Although the drug was tested in smaller groups of patients in phase II trials, the VICTORIA phase III trial (Global study of Vericiguat in subjects with heart failure and reduced ejection fraction) represents the first time that vericiguat has been evaluated in a large group of patients with worsening heart failure receiving optimal quality treatments for their condition.
With a median follow-up of 10.8 months, the data showed that patients randomized to receive vericiguat had a rate of cardiovascular death or hospitalization for heart failure, the primary composite study endpoint: 10% lower than those taking a placebo.
The difference in favor of vericiguat appeared after approximately three months of treatment and persisted throughout the study. A secondary analysis found that people taking vericiguat had a significant reduction in hospitalizations for heart failure and a possible reduction in cardiovascular death that was not statistically significant.

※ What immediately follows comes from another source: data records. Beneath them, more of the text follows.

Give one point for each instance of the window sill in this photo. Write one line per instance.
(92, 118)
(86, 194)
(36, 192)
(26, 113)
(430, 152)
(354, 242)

VICTORIA researchers recruited 5,050 patients treated at 600 medical centers in 42 countries. Participants suffered heart failure with an average ejection fraction of 30% and markedly high levels of natriuretic peptides, factors indicating that they had a high risk of hospitalization or death.
Furthermore, all patients had been hospitalized in the past six months or required intravenous diuretics within three months, indicating an aggravation of the disease. Half of the patients were assigned to take 10 milligrams of vericiguat once a day and half were assigned to take a placebo.
All patients received standard therapy for heart failure throughout the study, including angiotensin-converting enzyme inhibitors, angiotensin receptor blockers, or receptor blockers. angiotensin-neprilysin, associated with beta-blockers and mineralocorticoid antagonists. About a third of the patients had an implantable cardioverter defibrillator, a biventricular pacemaker, or both.